If libraries are going to have a role in protecting open infrastructures, then they need to engage more with the various open services available. Work is already being done in Canada and Germany to look at redirecting funding from subscriptions to tools that support access to information. SPARC are also trying to motivate members to redirect big deal cancellation funds to open infrastructure. It is also heartening to see more groups join the Global Sustainability Coalition for Open Science Services (SCOSS), of which DOAJ is a current beneficiary.

While improved funding will help ensure longer term sustainability of these infrastructures, there is another area of trust that needs to be considered and that is preservation of content. The British Library commented that (open access) publishers do not always meet their legal deposit requirements. There may be a role here for national libraries to better support discovery services, by ensuring that the content remains accessible for future generations.

The emphasis on sustainability shaped the decisions made about the next steps after the workshop. In order to attract more funding for open infrastructure, there is a need to efficiently convey all the important work these organisations are currently undertaking. Therefore, the group collaborated on a document to outline the major projects in the pipeline over the next two years..

For those in universities and funding organisations who already champion open access discovery services, they will have a brief document to point to which outlines the work being done in the space. For organisations who want to play an active role in discovery, they will be able to look for potential areas of collaboration. It also offers an opportunity to receive more feedback from the open research community.

While it is essential to gather support for the projects that are being pursued, we also hope that people will get in touch to offer suggestions to improve this work. It is our intention that we will produce this roadmap annually so that it may become a reliable way for the community to stay up to date with the progress that is being made and the priorities for the future.

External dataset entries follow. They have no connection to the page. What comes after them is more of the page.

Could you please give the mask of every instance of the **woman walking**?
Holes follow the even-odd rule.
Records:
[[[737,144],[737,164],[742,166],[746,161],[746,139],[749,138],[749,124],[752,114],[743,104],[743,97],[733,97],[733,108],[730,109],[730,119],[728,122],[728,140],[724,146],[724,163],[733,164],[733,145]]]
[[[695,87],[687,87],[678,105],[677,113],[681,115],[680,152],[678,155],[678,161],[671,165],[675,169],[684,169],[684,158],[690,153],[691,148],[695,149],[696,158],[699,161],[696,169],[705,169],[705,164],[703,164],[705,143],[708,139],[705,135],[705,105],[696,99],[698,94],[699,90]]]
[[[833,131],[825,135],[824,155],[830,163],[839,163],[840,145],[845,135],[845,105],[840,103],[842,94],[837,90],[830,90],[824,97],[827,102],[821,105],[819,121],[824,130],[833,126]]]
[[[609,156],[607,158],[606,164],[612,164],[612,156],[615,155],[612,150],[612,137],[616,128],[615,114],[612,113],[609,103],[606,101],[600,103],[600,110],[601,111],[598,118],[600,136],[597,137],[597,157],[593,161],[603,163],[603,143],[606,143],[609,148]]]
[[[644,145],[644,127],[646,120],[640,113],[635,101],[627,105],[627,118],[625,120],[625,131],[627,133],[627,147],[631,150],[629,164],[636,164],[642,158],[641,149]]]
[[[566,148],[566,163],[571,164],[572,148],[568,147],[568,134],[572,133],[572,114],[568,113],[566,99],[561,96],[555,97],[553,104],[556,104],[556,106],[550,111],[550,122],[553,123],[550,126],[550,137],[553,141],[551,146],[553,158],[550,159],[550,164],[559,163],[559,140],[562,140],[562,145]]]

The other outcome of the day was a short set of recommendations that participants agreed would help improve the discovery of open access content. As more research is published open access, the urgency of tackling these issues increases, particularly if the scholarly community wants to see more community owned solutions rather than commercially owned.

Recommendations

  • Funders commit to paying APCs only to those publishers that provide accurate article licence information to Crossref.
  • Funders must articulate values of open science, not just open access, and express a clear preference for infrastructure to be open source and have open APIs.
  • This funding should also support open infrastructure interoperability to contribute to long term sustainability rather than showing a preference for the development of new services.
  • Libraries need to engage more with open infrastructures, both through service integration and funding.

Facilitating access to knowledge is the essence of librarianship and at the heart of the mission of the British Library. Perhaps now more than ever, libraries must aim to understand the technologies through which our users discover knowledge and help support an open and transparent approach to discovery that opens up more relevant content. That is why we see great value in collaborating with open access discovery providers.

Through understanding the priorities of the organisations in this area, we are better able to see which services could integrate with our own systems, and the projects that we wish to support through partnership. We hope that the provision of this Open Access Discovery Roadmap 2018 will allow others in the community, particularly universities libraries and public funders, to do the same.

Dimity Flanagan, Scholarly Communications Lead at the British Library.